Search code examples
rlubridate

Conversion error using the parse_date_time() function of lubridate in R


Using lubridate's function parse_date_time() in R to convert character strings of dates into date class for the vector

x <- c("12 April, 1971", "2015-12-20", "21/08/2021", "06/23/97", "Oct 10, 2010")

I get the first element as "1971-12-19 UTC" instead of "1971-04-12 UTC". Here is the code used with the parse_date_time function:

dates <- parse_date_time(x, orders = c("d B, Y", "Y-m-d", "d/m/Y", "m/d/y", "b d, Y"))


> dates
[1] "1971-12-19 UTC" "2015-12-20 UTC" "2021-08-21 UTC" "1997-06-23 UTC" "2010-10-10 UTC"
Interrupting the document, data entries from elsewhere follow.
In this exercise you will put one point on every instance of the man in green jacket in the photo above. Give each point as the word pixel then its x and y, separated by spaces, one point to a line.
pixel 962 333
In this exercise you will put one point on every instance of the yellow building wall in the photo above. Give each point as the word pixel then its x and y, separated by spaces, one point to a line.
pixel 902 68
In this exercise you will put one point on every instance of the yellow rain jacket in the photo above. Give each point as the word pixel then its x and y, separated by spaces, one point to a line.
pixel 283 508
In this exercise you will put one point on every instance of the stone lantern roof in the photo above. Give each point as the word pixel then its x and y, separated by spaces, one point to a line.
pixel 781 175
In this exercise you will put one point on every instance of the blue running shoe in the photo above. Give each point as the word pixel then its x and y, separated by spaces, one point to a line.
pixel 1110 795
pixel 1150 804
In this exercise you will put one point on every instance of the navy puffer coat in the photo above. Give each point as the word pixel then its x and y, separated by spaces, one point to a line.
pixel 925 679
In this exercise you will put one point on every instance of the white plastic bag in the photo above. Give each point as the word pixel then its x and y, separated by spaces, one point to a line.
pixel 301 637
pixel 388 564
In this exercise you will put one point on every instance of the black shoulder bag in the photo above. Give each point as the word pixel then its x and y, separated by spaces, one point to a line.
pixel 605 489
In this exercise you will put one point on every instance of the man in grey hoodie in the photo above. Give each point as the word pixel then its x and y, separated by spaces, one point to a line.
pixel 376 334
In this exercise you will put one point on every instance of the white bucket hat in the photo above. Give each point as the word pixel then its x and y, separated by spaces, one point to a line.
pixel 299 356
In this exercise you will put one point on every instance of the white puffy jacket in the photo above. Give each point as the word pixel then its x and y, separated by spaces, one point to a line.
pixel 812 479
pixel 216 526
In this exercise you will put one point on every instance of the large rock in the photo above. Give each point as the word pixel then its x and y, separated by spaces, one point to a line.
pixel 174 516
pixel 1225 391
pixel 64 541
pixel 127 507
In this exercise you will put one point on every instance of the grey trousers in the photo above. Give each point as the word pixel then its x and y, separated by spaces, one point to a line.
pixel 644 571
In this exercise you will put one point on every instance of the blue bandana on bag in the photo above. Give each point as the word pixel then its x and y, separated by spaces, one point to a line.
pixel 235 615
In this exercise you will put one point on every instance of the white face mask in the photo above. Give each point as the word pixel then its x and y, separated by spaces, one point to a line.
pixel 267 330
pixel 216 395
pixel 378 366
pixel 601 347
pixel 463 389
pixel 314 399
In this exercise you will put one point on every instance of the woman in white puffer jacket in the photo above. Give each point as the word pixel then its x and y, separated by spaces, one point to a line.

I also tried R base function as.Date() and got the same error.


Solution

  • You can leave out the training part which takes care of the order by analysing the vector, sometimes that doesn't lead to the right results. Keep in mind that the results vary once the data changes.

    library(lubridate)
    
    parse_date_time(x, 
      orders = c("d b, Y", "Y-m-d", "d/m/Y", "m/d/y", "b d, Y"), train=F)
    [1] "1971-04-12 UTC" "2015-12-20 UTC" "2021-08-21 UTC" "1997-06-23 UTC"
    [5] "2010-10-10 UTC"
    

    According to the docs, this still does some guessing. To completely turn off training and guessing, this should work, too (notice the added % with exact=T)

    parse_date_time(x, 
      orders = c("%d %B, %Y", "%Y-%m-%d", "%d/%m/%Y", "%m/%d/%y", "%b %d, %Y"), exact=T)
    

    Regarding when to use training (and guessing), like the wording might suggest, may depend on your data set. If you know you only have some rare odd format sparsely spread throughout the data training might be able to detect these without setting the right order at first. You will have to run tests to get infos about the performance of the training no matter what.

    Why can training be wrong?

    If you have a limited/small data set the initially set priorities can be the wrong guess which will lead to false orders. Like said in the beginning, this will change once the data grows. Unfortunately there will be no definitive threshold where training will lead to 100% correct results.


    A base R as.Date approach

    lapply(x, as.Date, 
      tryFormats = c("%d %B, %Y", "%Y-%m-%d", "%d/%m/%Y", "%m/%d/%y", "%b %d, %Y"))
    [[1]]
    [1] "1971-04-12"
    
    [[2]]
    [1] "2015-12-20"
    
    [[3]]
    [1] "2021-08-21"
    
    [[4]]
    [1] "1997-06-23"
    
    [[5]]
    [1] "2010-10-10"